# Twitter Sentiment Analysis (Deep Learning)

In [None]:
import tensorflow as tf
import numpy as np
import pandas as pd
import os
import time
import functools
import re

train_df = pd.read_csv('twitter_training.csv', header=None)
val_df = pd.read_csv('twitter_validation.csv', header=None)

def rename_columns(df):
    return df.rename(columns={
        0: 'tweet_id',
        1: 'subject',
        2:'sentiment_class',
        3:'text'
    }, inplace=True)

def drop_columns(df):
    df.drop(
        ['subject', "tweet_id"],
        axis=1,
        inplace=True
    )

def convert_types(df):
    df['text'] = df['text'].astype(str).fillna('')

rename_columns(train_df)
rename_columns(val_df)

drop_columns(train_df)
drop_columns(val_df)

convert_types(train_df)
convert_types(val_df)

train_df.head(15)

# Preprocessing

### Description
In this step we will begin to clean the data so that we can make our model more effective in the future. 

The first thing that we need to take care of are the special characters. Our model can only understand the input as numbers (not text), therefore, our vocabulary shouldn't end up confusing a word like 'good!' with 'good'. They both mean the same thing and having the special character will only hurt our model at the end of the day, especially when we begin to word embed. 

The second thing that we need to take care of is the punctuation, as everything should be in lower case for the same reason as above so that 'Good' is not different from 'good' for example. 

### Example Cleaning
*Before*:   If you don't know that I'm a huge @ Borderlands fan and Maya is one of my favorite characters,

*After*:    if you dont know that im a huge  borderlands fan and maya is one of my favorite characters 

In [None]:
def preprocessing(df):
    """
    This function removes special characters and turns everything into lowercase to improve model accuracy
    """

    for i, string in enumerate(df['text']):
        if isinstance(string, str):
            replacement = re.sub('[^A-Za-z0-9 ]+', '', string)
            replacement = replacement.lower()
            df.loc[i, 'text'] = replacement
preprocessing(train_df)
preprocessing(val_df)

train_df

# Tokenization

### Description
This is the process of learning the vocabulary of words that exist in our text column, and then turning the string of words into a numeric representation

### Methods used
*fit_on_texts* is used to update the vocabulary of what exists inside of text

*texts_to_sequences* is used to transform each text into a sequence of integers for our model

*pad_sequences* is a method that I learned online that is used to keep all sequences the same length to create uniformity. It is likely that the majority of text have different sizes, and this just pads it with zeros. 

In [None]:
def tokenize(df):
    tokenizer = tf.keras.preprocessing.text.Tokenizer()
    tokenizer.fit_on_texts(df['text'])
    sequences = tokenizer.texts_to_sequences(df['text'])
    max_length = max(len(seq) for seq in sequences)
    padded_sequences = tf.keras.preprocessing.sequence.pad_sequences(sequences, maxlen=max_length, padding='post')
    return tokenizer, padded_sequences

train_tokenizer, train_sequences = tokenize(train_df)
val_tokenizer, val_sequences = tokenize(val_df)

### Example

In our very first row of the training dataset, the word borderlands appears. Below shows the process of how we can actually find where borderlands exists in the tokenized vocabulary. 

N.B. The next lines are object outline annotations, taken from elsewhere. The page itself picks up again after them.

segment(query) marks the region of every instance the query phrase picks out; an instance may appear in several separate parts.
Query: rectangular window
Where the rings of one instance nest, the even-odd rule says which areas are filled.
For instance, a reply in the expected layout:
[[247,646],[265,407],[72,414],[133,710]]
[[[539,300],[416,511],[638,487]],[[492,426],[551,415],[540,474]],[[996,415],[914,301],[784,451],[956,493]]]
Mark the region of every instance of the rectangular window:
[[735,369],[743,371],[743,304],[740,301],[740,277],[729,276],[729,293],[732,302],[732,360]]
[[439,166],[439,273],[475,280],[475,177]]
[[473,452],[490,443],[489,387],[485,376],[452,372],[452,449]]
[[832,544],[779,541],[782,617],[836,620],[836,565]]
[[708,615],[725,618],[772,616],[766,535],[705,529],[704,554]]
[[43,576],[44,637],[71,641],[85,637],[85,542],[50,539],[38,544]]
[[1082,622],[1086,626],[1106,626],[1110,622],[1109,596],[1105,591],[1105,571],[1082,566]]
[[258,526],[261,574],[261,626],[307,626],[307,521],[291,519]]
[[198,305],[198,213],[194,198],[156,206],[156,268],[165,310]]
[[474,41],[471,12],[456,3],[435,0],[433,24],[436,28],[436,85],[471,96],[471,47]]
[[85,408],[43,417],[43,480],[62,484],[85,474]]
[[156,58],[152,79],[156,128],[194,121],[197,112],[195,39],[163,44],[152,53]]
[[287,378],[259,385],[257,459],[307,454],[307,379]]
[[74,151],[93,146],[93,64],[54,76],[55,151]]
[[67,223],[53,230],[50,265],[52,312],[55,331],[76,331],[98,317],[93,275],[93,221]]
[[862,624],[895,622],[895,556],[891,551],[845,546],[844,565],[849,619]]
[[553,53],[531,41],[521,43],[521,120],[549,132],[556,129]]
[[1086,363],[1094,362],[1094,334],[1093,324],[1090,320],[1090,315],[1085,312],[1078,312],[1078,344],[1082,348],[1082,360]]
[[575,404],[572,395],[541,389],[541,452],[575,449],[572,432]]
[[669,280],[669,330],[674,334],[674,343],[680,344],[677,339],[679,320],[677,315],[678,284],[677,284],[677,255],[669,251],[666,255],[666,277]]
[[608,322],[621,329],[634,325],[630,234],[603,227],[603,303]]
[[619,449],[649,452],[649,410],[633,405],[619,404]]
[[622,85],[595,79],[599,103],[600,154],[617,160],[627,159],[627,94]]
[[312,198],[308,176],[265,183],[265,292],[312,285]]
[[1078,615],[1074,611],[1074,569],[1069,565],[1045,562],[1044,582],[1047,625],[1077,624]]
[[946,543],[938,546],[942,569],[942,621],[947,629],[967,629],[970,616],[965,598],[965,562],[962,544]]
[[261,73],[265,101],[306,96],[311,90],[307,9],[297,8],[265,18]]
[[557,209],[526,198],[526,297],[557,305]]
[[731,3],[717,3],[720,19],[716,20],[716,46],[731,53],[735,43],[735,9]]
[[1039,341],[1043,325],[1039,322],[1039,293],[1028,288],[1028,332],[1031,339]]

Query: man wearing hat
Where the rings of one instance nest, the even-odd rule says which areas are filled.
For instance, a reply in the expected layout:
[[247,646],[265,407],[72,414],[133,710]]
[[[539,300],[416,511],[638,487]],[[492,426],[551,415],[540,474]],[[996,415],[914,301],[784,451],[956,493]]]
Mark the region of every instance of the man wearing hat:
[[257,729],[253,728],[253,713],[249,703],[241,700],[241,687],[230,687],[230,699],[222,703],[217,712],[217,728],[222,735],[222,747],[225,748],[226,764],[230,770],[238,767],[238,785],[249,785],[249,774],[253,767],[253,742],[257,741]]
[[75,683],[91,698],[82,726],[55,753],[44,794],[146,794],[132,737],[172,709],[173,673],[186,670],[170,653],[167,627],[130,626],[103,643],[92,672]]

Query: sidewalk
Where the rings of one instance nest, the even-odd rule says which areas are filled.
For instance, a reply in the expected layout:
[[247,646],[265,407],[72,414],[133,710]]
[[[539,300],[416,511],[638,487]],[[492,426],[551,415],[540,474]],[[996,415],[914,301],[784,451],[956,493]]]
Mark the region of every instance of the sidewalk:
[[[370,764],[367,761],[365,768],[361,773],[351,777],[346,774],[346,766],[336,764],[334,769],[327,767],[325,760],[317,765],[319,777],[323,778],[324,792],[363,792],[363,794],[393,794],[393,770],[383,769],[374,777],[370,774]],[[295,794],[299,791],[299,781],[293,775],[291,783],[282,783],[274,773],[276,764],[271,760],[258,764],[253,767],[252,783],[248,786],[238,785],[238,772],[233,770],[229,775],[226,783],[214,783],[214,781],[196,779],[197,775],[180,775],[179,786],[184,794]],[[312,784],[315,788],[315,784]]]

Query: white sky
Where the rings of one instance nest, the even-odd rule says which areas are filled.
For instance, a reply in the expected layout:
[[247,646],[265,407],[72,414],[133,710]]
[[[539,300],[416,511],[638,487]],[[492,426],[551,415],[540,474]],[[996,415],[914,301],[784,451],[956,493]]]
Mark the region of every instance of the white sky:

We notice that in the long list of words, that borderlands exists as 129 in numerical form in our padded training sequence. 

In [None]:
print(train_df.head(1), end='\n\n------------------------------\n')
print("Index in train_sequence:", train_tokenizer.word_index['borderlands'], end='\n------------------------------')

# Next Steps:

I belive it would be best practice to flatten this into a vector and use it as the input into the model, I will take the day to do some more research before coding along aimlessly

In [None]:
print(train_sequences[:2])